Menteri Luar Negeri Hasan Wirayuda menyatakan hasil kunjungan kali ini "banyak membawa hasil". Diantaranya adalah kesepakatan investasi 6 milyar dolar AS untuk pembangunan pengilangan minyak berkapasitas 300 ribu barel sehari di Banten, pembangunan pabrik pupuk di Iran senilai 470 juta Euro dan pasokan minyak 150 ribu barel sehari dengan harga bersaing.
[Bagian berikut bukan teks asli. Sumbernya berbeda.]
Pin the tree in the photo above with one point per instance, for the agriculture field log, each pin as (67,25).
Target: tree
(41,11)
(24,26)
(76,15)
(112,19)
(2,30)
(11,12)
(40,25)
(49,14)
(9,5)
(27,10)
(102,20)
Keberhasilan kunjungan ini, menurut Ketua KADIN, MS Hidayat, amat dipengaruhi oleh aura positif hubungan politik Indonesia dan Iran setelah Indonesia mengambil sikap abstain dalam pemungutan suara resolusi PBB no 1803 di Dewan Keamanan PBB, 3 Maret lalu. Resolusi itu menambah sanksi terhadap Iran yang dituduh mengembangkan bom nuklir. "Indonesia menganggap keputusan itu kurang tepat karena Iran justru sedang kooperatif dengan IAEA," kata Presiden SBY.
Presiden SBY terbang menuju Dakar, Senegal, untuk menghadiri pertemuan Organisasi Konferensi Islam.